A complete overview of the Business Organisation and Environment module in O-Level Business Studies (SEAB 7085): the main forms of private-sector business, limited liability and incorporation, the difference between the public and private sectors, how a business is structured internally, and the factors behind a location decision.

Generated by Claude Opus 4.87 min readSEAB-7085

Reviewed by: AI editorial process; not yet individually human-reviewed

Jump to a section
  1. Why this module matters
  2. Forms of private-sector business
  3. Limited liability and incorporation
  4. The public and private sectors
  5. Organisational structure and hierarchy
  6. Business location decisions
  7. How this module is examined
  8. Check your knowledge

Why this module matters

Business Organisation and Environment is where O-Level Business Studies (SEAB 7085) explains how a business is owned, how it is structured inside, and where it chooses to operate. These choices shape everything else: a sole trader and a public limited company face very different risks and finance options, a tall structure communicates differently from a flat one, and the right factory location is rarely the right shop location. Getting the vocabulary and the trade-offs right here pays off across the whole syllabus.

This guide ties together the matching dot-point pages, each with its own worked examples and practice. See the whole syllabus at /sg-o-level/business-studies/syllabus and the subject hub at /sg-o-level/business-studies.

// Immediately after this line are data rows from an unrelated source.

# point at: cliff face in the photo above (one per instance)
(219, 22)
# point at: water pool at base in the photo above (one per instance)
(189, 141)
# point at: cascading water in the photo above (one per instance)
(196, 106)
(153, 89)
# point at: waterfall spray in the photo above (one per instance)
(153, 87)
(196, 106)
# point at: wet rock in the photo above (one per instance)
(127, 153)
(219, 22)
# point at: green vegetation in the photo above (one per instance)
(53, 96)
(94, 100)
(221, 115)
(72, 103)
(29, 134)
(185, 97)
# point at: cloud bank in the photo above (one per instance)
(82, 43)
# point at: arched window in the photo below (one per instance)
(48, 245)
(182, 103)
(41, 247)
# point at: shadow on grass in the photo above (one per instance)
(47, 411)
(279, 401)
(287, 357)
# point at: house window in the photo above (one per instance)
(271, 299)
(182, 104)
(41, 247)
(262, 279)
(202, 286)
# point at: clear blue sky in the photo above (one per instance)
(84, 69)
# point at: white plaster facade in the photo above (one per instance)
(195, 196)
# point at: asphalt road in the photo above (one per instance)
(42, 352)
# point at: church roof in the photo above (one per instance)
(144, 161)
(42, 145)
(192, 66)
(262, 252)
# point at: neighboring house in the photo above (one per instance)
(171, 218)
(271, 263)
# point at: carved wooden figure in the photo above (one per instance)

Forms of private-sector business

The module begins with types of business organisation: the sole trader, the partnership, the private limited company (Pte Ltd) and the public limited company (plc). Each differs in who owns it, who controls it, how it raises finance and how much liability the owners carry, and each has clear advantages and disadvantages that suit different situations.

Limited liability and incorporation

Limited liability and incorporation explains the legal change that happens when a business becomes a company. Incorporation gives the company a separate legal identity from its owners, which is what creates limited liability: shareholders can lose only what they invested. This is one of the most heavily examined distinctions in the syllabus, because it explains why owners might accept the costs and disclosure rules of forming a company.

The public and private sectors

Not every organisation is privately owned. Public and private sector enterprises distinguishes the private sector (owned by individuals and shareholders, usually profit-seeking) from the public sector (owned by the government, usually aiming to provide services to the community), and explains why a government provides some goods and services itself.

Organisational structure and hierarchy

How a business is organised internally affects how it works. Organisational structure and hierarchy covers the organisation chart, hierarchy, chain of command, span of control and delegation, and compares tall and flat structures and their effects on communication and control.

Business location decisions

Finally, business location decisions covers the factors a firm weighs when choosing a site: the market, costs, labour, raw materials, infrastructure and government influence, and why the best location differs for a factory and for a shop.

How this module is examined

The module appears in Paper 1 (short-answer and data-response) and the Paper 2 case study of SEAB 7085, assessed across Knowledge and Understanding, Application, Analysis and Evaluation.

  • Compare, do not just list. Many questions ask you to weigh one form of ownership or structure against another, so make the comparison explicit.
  • Apply to the firm. Recommend a form of ownership or a location for the specific business in the question, using its size, sector and needs.
  • Reach a judgement. On higher-mark questions, decide which option is best and justify why for that firm.

Check your knowledge

A mix of recall and application questions covering the module. Attempt them before checking the solutions.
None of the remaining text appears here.